An importer of caulk guns is entitled to monetary damages from a competitor that claimed its caulk guns were made in the U.S. when substantial portions of them were imported, the New Jersey U.S. District Court said in a recent decision. The court found that Albion Engineering continued to claim “Made in U.S.A.” in its marketing materials, representations to customers and even on some product labeling after moving much of its production to Asia, to the detriment of Newborn Bros.'s ability to attract business.
CBP is apparently working on a regulatory change that would eliminate the $800 de minimis exemption for goods subject to Section 301 tariffs. The agency on Sept. 2 submitted to the Office of Management and Budget a proposed rule titled “Excepting Merchandise Subject to Section 301 Duties from the Customs De Minimis Exemption,” according to OMB’s Office of Information and Regulatory Affairs website.
The Court of International Trade on Sept. 2 declined to order the release of an importer’s entries that were detained by CBP on country of origin concerns, finding the uncertainty around its own contradictory line of cases on substantial transformation was a factor in denying the bid for a preliminary injunction.

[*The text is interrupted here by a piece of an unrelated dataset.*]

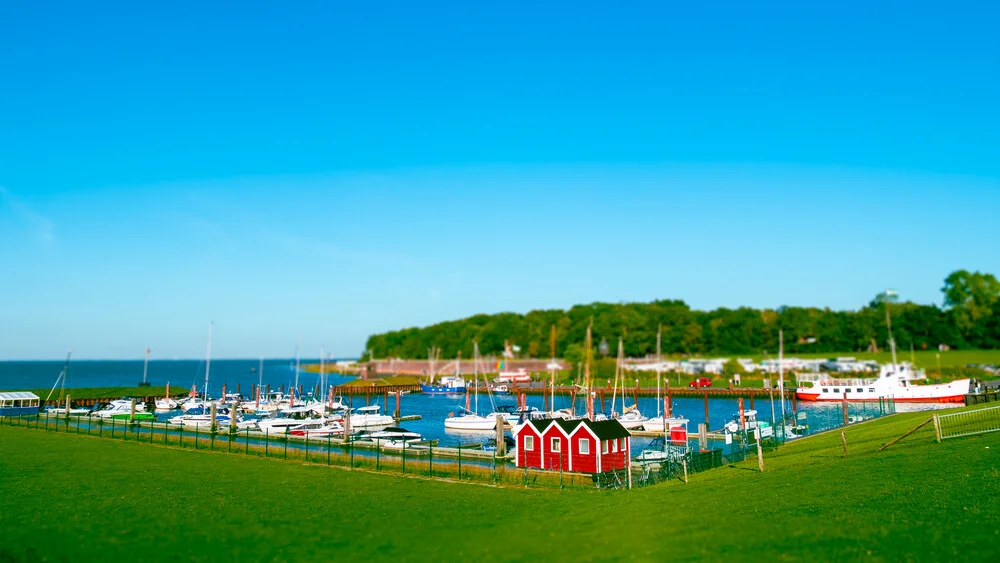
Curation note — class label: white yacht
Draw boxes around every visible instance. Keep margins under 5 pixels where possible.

A recently announced reduction in quotas on Brazilian semi-finished steel results in a reduction in the annual quota amount of about 10%, according to an annex, released Sept. 1, to the president’s earlier proclamation. Originally implemented as part of a deal with Brazil for the country to avoid Section 232 steel tariffs, the adjustment for decreased U.S. steel demand causes the quota for subheading 9903.80.57, which covers steel blooms, billets and slabs, semi-finished, to fall on an annual basis to 3,155,137,048 kg, down 350,570,783 kg from the original deal. The Office of the U.S. Trade Representative has said that, in terms of remaining quota amounts for the year, the reduction amounts to a decline from 350,000 metric tons (350,000,000 kg) to 60,000 metric tons (60,000,000 kg) (see 2008310010). The annex also implements in new subheading 9903.80.62 an exemption from the decreased quota amounts for covered products already contracted for purchase, provided that the decrease would result in a disruption, among other conditions.